A non-linear program , has nothing to do we computer programming and everything to do with optimisation. In a basic non-linear program (NLP) we are trying to solve either
A constraint optimisation problem
Minimise/Maximize $f(x)$
subject to $g_i(x) = 0$ for $i=1,2,3,…$
$h_j(x) \leq 0$ for $j=1,2,3,…$
A unconstraint optimisation problem
Minimize/Maximize $f(x)$
subject to $x \in X$
The point $x$ that satisfies the constraint of the optimisation problem is called the fessible point. The set of $x$ that satisfy the constraints of the optimisation problem is called the fessible set. For a minimisation problem the fessible solution $x^∗$ such that $f(x^∗) \leq f(x)$ for any other $x$ fessible solutions is called the optimal solution. Another way to write this is to say
\[x^* = \text{arg} \min_{x\in S} f(x)\]where $S$ is the fessible set. Likewise for maximisation
\[x^* = \text{arg} \max_{x\in S} f(x)\]Take note: There are some NLP $\forall x\in S \quad \exists x^∗ \in S x^∗ < x$ this is an example of an unbouned minimisation problem a similar thing can be said for maximisation. For example the minimisation of the function $log(x)$ in the domain $x>0$ is an unbounded minisation problem.

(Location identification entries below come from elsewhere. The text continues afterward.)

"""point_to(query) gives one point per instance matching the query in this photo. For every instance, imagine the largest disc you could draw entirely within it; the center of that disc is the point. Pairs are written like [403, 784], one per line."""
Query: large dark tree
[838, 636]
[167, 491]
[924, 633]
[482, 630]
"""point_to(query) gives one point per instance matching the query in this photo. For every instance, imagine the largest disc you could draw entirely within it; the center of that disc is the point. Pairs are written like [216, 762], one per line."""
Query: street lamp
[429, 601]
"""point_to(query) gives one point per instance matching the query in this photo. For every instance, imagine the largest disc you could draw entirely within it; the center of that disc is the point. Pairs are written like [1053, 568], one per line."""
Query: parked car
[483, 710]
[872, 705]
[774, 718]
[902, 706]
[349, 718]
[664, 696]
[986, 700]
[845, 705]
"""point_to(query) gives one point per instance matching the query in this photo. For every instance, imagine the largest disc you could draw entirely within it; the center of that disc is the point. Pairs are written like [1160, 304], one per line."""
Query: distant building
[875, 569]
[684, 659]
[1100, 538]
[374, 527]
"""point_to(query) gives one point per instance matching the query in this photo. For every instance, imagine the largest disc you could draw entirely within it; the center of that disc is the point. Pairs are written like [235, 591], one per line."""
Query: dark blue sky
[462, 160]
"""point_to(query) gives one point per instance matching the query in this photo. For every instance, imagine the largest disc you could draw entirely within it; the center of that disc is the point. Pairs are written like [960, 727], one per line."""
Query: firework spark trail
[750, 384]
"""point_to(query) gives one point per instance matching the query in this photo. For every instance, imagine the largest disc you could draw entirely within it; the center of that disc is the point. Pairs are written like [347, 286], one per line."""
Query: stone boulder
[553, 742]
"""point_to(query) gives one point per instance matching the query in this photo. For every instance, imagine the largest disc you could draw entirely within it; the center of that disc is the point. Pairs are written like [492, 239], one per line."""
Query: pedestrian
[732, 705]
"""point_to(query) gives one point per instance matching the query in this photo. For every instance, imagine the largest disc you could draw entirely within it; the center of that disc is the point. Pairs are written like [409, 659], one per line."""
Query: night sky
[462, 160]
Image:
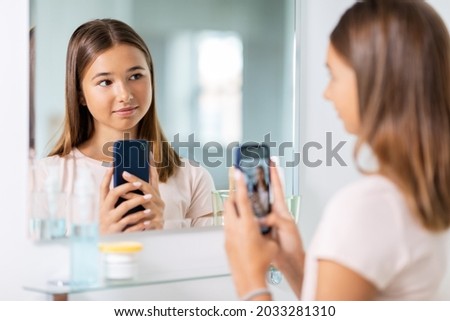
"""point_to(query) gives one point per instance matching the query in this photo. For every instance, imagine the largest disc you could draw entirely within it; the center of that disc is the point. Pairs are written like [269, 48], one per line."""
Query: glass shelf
[60, 289]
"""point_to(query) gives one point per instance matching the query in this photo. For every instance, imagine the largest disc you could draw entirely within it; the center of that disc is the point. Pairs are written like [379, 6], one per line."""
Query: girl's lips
[126, 111]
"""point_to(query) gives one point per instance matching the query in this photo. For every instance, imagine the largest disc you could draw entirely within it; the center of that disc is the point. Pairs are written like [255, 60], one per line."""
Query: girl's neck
[99, 147]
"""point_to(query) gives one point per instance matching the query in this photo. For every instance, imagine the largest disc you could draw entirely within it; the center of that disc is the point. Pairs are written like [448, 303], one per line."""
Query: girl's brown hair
[87, 42]
[400, 51]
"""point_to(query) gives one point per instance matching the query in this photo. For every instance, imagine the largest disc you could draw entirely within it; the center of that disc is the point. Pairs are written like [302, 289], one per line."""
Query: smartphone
[132, 156]
[253, 161]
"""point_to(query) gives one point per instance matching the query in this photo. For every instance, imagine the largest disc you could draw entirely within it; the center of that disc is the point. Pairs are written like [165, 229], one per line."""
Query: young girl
[382, 237]
[109, 97]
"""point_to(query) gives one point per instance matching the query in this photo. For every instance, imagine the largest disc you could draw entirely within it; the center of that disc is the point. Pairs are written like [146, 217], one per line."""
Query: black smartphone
[132, 156]
[253, 160]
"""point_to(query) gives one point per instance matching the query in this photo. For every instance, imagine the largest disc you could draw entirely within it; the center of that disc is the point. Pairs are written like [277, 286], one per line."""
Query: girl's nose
[125, 94]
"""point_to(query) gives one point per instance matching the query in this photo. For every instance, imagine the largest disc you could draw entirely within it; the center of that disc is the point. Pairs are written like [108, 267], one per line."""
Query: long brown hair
[400, 51]
[87, 42]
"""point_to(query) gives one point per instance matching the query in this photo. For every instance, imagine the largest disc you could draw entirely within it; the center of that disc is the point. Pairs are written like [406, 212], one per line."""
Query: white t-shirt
[368, 228]
[186, 194]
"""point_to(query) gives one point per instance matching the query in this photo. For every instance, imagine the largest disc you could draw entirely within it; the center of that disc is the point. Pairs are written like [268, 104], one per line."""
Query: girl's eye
[104, 83]
[136, 76]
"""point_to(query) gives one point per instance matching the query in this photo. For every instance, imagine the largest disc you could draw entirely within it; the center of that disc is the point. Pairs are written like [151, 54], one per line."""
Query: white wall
[23, 260]
[317, 116]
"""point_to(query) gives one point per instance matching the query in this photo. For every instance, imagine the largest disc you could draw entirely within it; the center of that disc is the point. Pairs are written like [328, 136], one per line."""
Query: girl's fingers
[119, 191]
[106, 182]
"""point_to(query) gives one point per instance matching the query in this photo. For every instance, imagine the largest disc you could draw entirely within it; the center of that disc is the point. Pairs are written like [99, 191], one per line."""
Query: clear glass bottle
[84, 254]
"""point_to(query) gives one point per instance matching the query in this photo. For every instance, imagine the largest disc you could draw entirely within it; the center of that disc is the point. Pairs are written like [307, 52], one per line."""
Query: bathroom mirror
[224, 71]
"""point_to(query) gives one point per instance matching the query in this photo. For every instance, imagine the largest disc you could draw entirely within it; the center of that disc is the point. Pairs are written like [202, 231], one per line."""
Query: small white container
[119, 260]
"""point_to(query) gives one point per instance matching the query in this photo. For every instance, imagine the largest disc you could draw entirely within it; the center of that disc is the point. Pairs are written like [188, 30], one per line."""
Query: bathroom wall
[21, 259]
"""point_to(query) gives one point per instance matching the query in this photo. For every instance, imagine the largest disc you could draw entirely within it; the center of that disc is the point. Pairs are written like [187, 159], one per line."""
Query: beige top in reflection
[187, 194]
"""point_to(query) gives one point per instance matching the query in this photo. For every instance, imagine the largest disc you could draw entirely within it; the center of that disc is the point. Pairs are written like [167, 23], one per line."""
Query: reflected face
[342, 90]
[117, 89]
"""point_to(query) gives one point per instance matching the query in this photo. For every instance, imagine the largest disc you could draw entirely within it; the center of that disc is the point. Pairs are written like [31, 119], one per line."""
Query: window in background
[220, 75]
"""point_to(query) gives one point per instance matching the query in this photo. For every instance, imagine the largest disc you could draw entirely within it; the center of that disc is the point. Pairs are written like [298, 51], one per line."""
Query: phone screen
[131, 156]
[253, 160]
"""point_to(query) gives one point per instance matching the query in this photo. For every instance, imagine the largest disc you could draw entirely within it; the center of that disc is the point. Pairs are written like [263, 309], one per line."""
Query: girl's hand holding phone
[249, 252]
[114, 219]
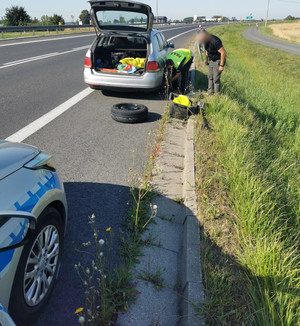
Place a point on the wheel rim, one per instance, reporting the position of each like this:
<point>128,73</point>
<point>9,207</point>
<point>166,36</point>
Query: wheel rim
<point>130,107</point>
<point>41,265</point>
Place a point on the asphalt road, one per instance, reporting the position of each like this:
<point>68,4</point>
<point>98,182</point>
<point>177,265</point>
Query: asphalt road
<point>93,153</point>
<point>252,34</point>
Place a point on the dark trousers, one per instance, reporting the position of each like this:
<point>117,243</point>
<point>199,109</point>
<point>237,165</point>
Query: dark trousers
<point>214,77</point>
<point>184,78</point>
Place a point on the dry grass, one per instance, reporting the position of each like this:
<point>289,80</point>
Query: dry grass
<point>289,31</point>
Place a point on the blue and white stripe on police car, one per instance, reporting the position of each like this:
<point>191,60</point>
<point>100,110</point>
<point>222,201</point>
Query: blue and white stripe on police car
<point>5,319</point>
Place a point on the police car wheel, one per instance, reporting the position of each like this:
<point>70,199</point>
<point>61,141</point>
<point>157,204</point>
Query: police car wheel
<point>37,268</point>
<point>129,112</point>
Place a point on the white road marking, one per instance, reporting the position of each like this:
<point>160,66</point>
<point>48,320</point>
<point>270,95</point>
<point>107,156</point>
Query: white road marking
<point>172,29</point>
<point>41,122</point>
<point>40,57</point>
<point>172,38</point>
<point>47,40</point>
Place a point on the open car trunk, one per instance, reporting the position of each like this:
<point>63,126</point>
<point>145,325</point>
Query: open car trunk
<point>123,54</point>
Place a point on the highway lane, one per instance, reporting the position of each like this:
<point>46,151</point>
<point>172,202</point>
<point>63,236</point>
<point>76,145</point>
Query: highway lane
<point>32,89</point>
<point>93,153</point>
<point>252,34</point>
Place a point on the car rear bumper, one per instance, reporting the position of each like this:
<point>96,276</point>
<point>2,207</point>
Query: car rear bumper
<point>120,82</point>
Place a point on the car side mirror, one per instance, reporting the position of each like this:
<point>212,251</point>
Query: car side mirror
<point>15,228</point>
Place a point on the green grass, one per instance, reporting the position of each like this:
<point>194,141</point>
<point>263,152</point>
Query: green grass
<point>248,186</point>
<point>268,31</point>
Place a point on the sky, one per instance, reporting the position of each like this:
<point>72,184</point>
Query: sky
<point>173,9</point>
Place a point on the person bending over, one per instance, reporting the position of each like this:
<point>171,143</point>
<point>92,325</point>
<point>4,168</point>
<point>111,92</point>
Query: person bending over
<point>178,64</point>
<point>215,59</point>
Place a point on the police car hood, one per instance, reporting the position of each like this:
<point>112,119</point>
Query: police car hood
<point>13,156</point>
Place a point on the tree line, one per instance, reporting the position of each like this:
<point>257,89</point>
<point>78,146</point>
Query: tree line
<point>18,16</point>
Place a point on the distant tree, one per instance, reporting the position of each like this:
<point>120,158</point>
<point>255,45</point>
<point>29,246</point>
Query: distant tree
<point>188,20</point>
<point>289,17</point>
<point>16,16</point>
<point>56,19</point>
<point>85,17</point>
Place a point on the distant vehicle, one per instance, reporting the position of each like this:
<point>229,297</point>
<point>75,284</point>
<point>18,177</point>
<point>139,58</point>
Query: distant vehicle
<point>125,30</point>
<point>33,217</point>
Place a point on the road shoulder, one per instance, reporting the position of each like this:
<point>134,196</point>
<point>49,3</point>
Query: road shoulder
<point>168,275</point>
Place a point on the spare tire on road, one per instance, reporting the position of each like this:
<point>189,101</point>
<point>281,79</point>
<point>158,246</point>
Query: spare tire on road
<point>129,112</point>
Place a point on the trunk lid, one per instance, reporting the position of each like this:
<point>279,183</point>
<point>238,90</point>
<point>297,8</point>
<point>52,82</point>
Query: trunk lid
<point>122,16</point>
<point>13,156</point>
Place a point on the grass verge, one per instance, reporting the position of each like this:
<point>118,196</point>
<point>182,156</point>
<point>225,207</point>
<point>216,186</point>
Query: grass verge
<point>248,178</point>
<point>12,35</point>
<point>288,31</point>
<point>109,290</point>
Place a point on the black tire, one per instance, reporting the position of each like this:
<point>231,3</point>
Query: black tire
<point>129,113</point>
<point>22,313</point>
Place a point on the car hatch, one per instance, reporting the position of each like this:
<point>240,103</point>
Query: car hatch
<point>122,16</point>
<point>13,156</point>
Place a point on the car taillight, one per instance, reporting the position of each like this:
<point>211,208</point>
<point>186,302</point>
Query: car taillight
<point>153,66</point>
<point>87,62</point>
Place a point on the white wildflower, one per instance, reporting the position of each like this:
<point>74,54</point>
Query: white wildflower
<point>81,320</point>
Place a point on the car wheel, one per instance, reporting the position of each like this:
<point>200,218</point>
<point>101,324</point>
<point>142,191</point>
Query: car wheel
<point>37,268</point>
<point>129,112</point>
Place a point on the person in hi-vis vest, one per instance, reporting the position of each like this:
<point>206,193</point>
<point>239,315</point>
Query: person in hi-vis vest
<point>179,63</point>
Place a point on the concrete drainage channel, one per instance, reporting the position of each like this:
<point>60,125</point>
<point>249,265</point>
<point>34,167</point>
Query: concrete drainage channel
<point>173,256</point>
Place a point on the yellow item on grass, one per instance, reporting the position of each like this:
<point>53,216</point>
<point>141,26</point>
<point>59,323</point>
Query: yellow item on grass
<point>182,100</point>
<point>136,62</point>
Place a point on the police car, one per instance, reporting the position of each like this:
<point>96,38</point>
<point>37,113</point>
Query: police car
<point>5,319</point>
<point>33,218</point>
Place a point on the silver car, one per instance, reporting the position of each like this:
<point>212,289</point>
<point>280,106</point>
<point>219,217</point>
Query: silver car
<point>33,218</point>
<point>124,31</point>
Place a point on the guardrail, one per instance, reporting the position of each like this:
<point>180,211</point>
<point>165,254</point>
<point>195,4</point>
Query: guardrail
<point>42,28</point>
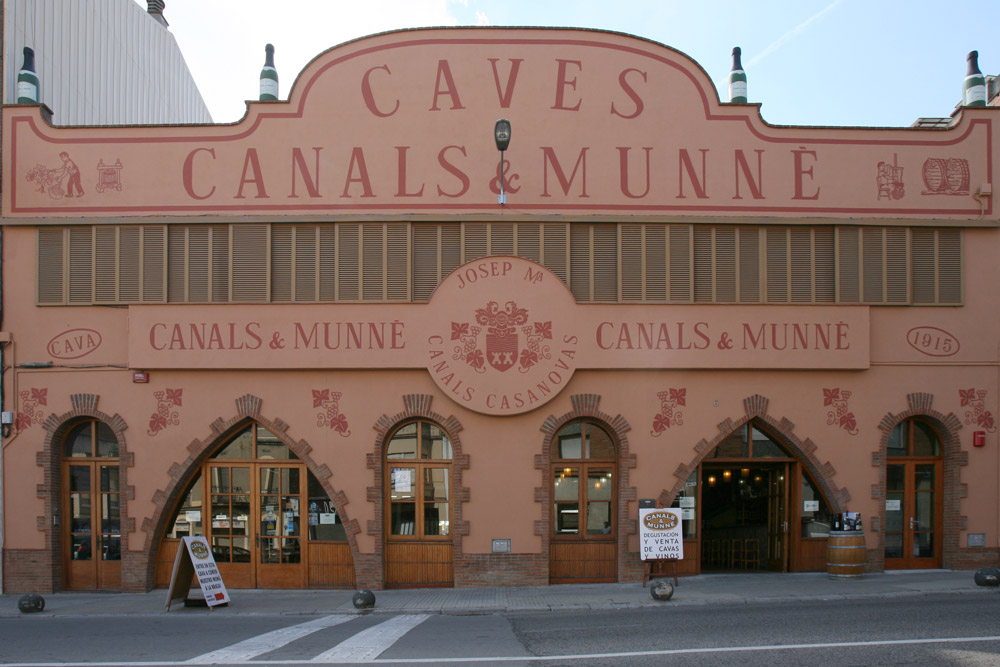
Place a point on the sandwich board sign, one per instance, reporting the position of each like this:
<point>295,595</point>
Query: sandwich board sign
<point>660,535</point>
<point>195,559</point>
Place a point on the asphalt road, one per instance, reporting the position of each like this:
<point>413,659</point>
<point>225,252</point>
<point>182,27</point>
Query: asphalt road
<point>936,630</point>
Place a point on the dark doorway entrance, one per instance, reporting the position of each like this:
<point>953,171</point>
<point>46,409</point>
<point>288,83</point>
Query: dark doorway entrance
<point>744,524</point>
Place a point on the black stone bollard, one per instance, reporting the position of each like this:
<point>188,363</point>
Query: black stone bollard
<point>30,603</point>
<point>987,576</point>
<point>661,590</point>
<point>364,599</point>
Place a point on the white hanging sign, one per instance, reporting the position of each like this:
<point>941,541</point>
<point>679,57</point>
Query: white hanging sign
<point>660,534</point>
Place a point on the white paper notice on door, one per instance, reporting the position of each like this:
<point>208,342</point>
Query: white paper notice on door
<point>402,480</point>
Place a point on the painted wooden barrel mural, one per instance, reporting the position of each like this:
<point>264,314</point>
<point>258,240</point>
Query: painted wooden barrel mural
<point>946,176</point>
<point>846,554</point>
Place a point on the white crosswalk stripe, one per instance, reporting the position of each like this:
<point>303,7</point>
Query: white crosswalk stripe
<point>369,644</point>
<point>268,641</point>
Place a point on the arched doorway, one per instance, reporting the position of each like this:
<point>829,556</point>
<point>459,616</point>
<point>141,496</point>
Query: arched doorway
<point>913,500</point>
<point>91,507</point>
<point>419,548</point>
<point>584,544</point>
<point>757,505</point>
<point>269,521</point>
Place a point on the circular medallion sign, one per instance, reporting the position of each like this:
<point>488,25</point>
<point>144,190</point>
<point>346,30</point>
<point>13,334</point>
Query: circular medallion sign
<point>503,343</point>
<point>660,520</point>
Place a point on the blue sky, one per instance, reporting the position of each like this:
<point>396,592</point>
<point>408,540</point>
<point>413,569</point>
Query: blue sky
<point>879,63</point>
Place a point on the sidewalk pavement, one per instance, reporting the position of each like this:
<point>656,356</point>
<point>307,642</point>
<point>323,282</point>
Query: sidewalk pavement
<point>698,590</point>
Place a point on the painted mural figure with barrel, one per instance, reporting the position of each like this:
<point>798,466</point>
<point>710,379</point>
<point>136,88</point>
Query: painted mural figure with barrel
<point>845,547</point>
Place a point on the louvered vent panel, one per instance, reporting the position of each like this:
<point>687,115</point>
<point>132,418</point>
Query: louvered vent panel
<point>348,279</point>
<point>475,241</point>
<point>398,262</point>
<point>825,272</point>
<point>579,262</point>
<point>220,263</point>
<point>703,256</point>
<point>105,264</point>
<point>305,263</point>
<point>425,260</point>
<point>373,285</point>
<point>50,265</point>
<point>501,238</point>
<point>81,265</point>
<point>631,236</point>
<point>680,263</point>
<point>451,248</point>
<point>153,263</point>
<point>725,265</point>
<point>896,286</point>
<point>327,263</point>
<point>873,263</point>
<point>924,269</point>
<point>249,262</point>
<point>749,264</point>
<point>554,249</point>
<point>606,263</point>
<point>848,257</point>
<point>656,262</point>
<point>950,265</point>
<point>128,264</point>
<point>802,275</point>
<point>281,263</point>
<point>198,263</point>
<point>176,263</point>
<point>777,264</point>
<point>529,241</point>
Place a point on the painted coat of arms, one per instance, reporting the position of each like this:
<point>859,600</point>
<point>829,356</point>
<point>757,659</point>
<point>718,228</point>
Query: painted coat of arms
<point>502,348</point>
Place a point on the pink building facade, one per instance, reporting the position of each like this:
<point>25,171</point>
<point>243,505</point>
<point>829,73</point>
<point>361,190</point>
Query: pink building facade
<point>316,336</point>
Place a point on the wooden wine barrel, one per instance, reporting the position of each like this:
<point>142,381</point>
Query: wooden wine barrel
<point>846,554</point>
<point>946,176</point>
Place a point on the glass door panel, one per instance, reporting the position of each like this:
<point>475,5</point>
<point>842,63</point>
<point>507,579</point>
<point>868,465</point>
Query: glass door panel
<point>912,509</point>
<point>599,487</point>
<point>567,501</point>
<point>402,501</point>
<point>436,496</point>
<point>279,512</point>
<point>81,538</point>
<point>777,519</point>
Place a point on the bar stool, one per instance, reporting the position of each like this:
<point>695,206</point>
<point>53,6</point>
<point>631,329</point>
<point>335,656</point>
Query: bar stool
<point>736,552</point>
<point>751,554</point>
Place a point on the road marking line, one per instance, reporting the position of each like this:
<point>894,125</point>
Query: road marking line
<point>370,643</point>
<point>268,641</point>
<point>533,658</point>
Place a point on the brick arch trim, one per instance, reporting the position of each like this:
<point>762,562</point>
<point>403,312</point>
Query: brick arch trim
<point>84,406</point>
<point>587,406</point>
<point>756,408</point>
<point>947,426</point>
<point>415,406</point>
<point>182,472</point>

Examples of a Non-Linear Programs
Portfolio Optimisation
Consider an investor who has a certain amount of money to be invested in a number of different securities (stocks, bonds, etc) with random returns. For each security $i = 1, . . . , n$, estimates of its expected return $μ_i$ and variance $σ_i^2$ are given. Furthermore, for any two securities $i$ and $j$, their correlation coefficient $ρ_{ij}$ is also assumed to be known. Let the proportion of the total funds invested in security $i$ be $x_i$. The vector $\boldsymbol{X} = [x_1; . . . ; x_n]$ is called a portfolio vector.
\[\text{Expected return of }\boldsymbol{X} = E[\boldsymbol{X}] = \sum x_i\mu_i = \boldsymbol{\mu}^T\boldsymbol{X}\] \[\text{Varience of }\boldsymbol{X} = Var[\boldsymbol{X}] = \sum_{i_j} \rho_{ij}\sigma_i\sigma_jx_ix_j = x^TQx\]The goal then is the
Minimise $x^TQx$
subject to $E[\boldsymbol{X}] \geq r$ i.e. a rate of return above but at least r (satisfying criteria)
$\sum{x_i} =1 $ i.e we only have a fixed bugdet to allocate different investments
$x_i \geq 0$ i.e. no invesment is negative allocation
A side note : The idea of $x_i \geq 0 $, non-negative creteria pops up in alot of NLP problems especially regarding allocation and economics it is easy to forget something like this exist.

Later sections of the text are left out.